The Dia Art Foundation in New York announced today that it plans to reopen its revamped Chelsea location sometime in April after a two-year $20m expansion and renovation that connects all three of its contiguous buildings in the neighbourhood with a united façade.
Admission will be free, and the inaugural exhibition features two newly commissioned installations by the artist Lucy Raven.
The 32,500 sq. ft project includes 20,000 sq. ft of exhibition and public programming space on West 22nd Street as well as the return of a bookstore while affording “a more cohesive visitor experience”, Dia says.
Jessica Morgan, the organisation’s director, said in an interview that the exact date remains uncertain but that Dia hopes to name one by the end of the month. She says she envisions the opening cementing Chelsea’s role as a centre for Dia, because the location “is so ineffable”.
While having dramatically evolved from when Dia opened in the neighbourhood in the 1990s, when the neighbourhood was “pretty barren” and populated mainly by industrial sites and garages, the art district remains nonetheless “incredibly important for us for its historic connections”, Morgan says. “It was a beacon.”
She says she hopes that the existing free admission policy, which extends to all five of the organisation’s New York City locations, “will encourage visitors to come to our spaces time and time again”.
The project uniting the three buildings was designed by Architecture Research Office.

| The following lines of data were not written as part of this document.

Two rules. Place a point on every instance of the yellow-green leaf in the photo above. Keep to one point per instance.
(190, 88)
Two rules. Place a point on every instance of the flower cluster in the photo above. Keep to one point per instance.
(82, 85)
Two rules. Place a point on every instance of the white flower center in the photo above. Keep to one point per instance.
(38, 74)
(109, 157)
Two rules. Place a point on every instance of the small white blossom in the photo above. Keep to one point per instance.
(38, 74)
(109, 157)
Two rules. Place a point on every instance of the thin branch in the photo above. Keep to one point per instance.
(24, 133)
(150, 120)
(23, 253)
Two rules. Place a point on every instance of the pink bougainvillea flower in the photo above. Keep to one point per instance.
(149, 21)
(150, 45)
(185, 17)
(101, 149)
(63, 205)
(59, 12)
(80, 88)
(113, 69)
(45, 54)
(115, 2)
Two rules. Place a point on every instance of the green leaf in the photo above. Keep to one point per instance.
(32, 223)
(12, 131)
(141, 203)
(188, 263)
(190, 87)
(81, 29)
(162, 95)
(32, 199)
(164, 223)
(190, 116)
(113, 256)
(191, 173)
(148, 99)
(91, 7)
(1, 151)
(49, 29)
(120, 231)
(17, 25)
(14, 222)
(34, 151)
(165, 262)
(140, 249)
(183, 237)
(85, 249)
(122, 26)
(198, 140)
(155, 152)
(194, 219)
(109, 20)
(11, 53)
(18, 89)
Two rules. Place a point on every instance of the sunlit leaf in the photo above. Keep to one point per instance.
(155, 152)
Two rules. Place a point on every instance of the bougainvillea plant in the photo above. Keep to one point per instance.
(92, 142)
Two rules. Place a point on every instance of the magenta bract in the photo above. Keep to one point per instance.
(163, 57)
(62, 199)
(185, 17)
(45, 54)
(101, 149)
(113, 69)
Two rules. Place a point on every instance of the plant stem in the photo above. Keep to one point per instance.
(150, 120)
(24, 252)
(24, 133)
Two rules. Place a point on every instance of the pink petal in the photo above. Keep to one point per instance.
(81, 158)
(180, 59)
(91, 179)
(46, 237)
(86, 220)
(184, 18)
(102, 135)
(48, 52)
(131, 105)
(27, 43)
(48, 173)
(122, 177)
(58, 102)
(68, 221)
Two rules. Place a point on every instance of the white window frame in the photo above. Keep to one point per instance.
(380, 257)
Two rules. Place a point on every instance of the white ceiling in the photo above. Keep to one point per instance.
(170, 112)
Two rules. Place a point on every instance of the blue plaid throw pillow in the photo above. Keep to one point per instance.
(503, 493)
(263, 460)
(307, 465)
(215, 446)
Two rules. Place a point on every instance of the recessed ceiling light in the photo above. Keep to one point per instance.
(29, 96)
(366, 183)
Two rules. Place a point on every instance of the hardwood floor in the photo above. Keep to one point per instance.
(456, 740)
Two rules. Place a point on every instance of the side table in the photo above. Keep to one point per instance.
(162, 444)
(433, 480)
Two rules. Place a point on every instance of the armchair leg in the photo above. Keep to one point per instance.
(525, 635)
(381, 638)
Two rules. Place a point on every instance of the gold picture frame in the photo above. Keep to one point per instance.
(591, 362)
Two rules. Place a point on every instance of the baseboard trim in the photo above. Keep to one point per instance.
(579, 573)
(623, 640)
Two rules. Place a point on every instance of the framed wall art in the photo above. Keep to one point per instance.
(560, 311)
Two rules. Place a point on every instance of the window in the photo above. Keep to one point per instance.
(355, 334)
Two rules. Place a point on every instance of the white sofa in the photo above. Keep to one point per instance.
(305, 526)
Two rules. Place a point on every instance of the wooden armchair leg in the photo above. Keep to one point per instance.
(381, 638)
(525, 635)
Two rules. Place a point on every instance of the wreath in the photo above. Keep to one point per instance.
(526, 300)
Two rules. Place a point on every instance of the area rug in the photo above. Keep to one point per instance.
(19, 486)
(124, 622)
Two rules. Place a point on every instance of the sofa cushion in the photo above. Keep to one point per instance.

The firm is also at work on other physical elements of a broader $90m multiyear effort to advance Dia’s mission, program, resources and facilities, including the planned creation of Dia SoHo, a new 2,500-square-foot exhibition space on Wooster Street in Manhattan; the renovation of two installations nearby by the artist Walter De Maria, The Broken Kilometer (1979) and The New York Earth Room (1977); and the restoration and expansion of the lower level and surrounding landscape of Dia Beacon on the banks of the Hudson River in Beacon, New York.
As part of the Chelsea project, Dia says it has also extended Joseph Beuys’s Land Art work 7000 Eichen (7000 Oaks) along West 22nd Street, bringing the total number of its paired basalt columns and trees to 38. “It seemed like a nice way to cement our relationship with that piece and its relationship with our space,” says Morgan.
Since its 1974 founding, Dia has strived to help artists realise visions that might not otherwise be achieved because of their ambitious scale. Many of the earlier works were mounted outside conventional galleries, like De Maria’s The Broken Kilometer and The New York Earth Room as well as his The Vertical Earth Kilometer (1977) in Kassel, Germany.
The two inaugural commissions by Raven are a film from this year, Ready Mix, and an installation of a brand-new version of works for her existing Casters series, which began in 2016. “Together these two projects address the formation and depiction of landscapes and civic spaces, particularly of the American West, and simultaneously propose abstraction as a tool for (re)perceiving these spaces,” Dia says.
Referring to Raven’s commissions, Morgan says, “I think we’ve always tried working with the curators on who are the artists we can make a difference with”–those who do not align “so easily with gallery representation for one reason or another and therefore need space and funding”.
In the renovated East Gallery on West 22nd Street, visitors will view two pairs of moving light sculptures from Raven’s Casters series. As lights set in moving armatures move in and out of synchronisation with each other in paths encompassing over 360 degrees, Dia says, a choreography will emerge that illuminates the sculptures and the gallery.
Raven’s film, meanwhile, shot at a concrete plant in central Idaho, is in black and white and lasts around 50 minutes. The artist records the transformation of minerals and binders into ready-made concrete in the work.
Ready Mix “contends with the myth perpetuated by traditional westerns of the so-called frontier—a receding, seemingly empty, and untamed landscape—by collapsing its perspectives of distance into visual flatness and material density,” Dia says. The artist’s installations will remain on view through January 2022.
Morgan says that Dia has so far received $80m of the hoped-for $90m in its fundraising campaign. The majority of the funds will go towards building Dia’s endowment, “and I hope it will help enormously in the future,” she adds.
Amid myriad Dia projects, the planned new SoHo location presents a challenge, she notes. “SoHo has gone through this massive downturn, and now almost every store has shut,” she says of a former artists’ neighbourhood that later evolved into a shopping mecca. “But SoHo was where we began. How can we bring this presence back? It will be fascinating to see.”
Dia, which has faced financial setbacks over the years, says it is also labouring to bolster its supporting operations across its museums and artists’ installations in New York State, Utah, New Mexico and Germany, among them Dia Beacon; the two installations in SoHo by De Maria; Dia Bridgehampton on Long Island; De Maria’s The Lightning Field in western New Mexico; Robert Smithson’s Spiral Jetty and Nancy Holt’s Sun Tunnels in Utah; and De Maria’s The Vertical Earth Kilometer in Germany.
Dia Beacon attracts the most visitors among the sites: 350 to 360 people a day on weekdays, Morgan says, just one-third of the number it drew before the coronavirus pandemic hit. Pre-pandemic, the number rose to 1,600 on weekends.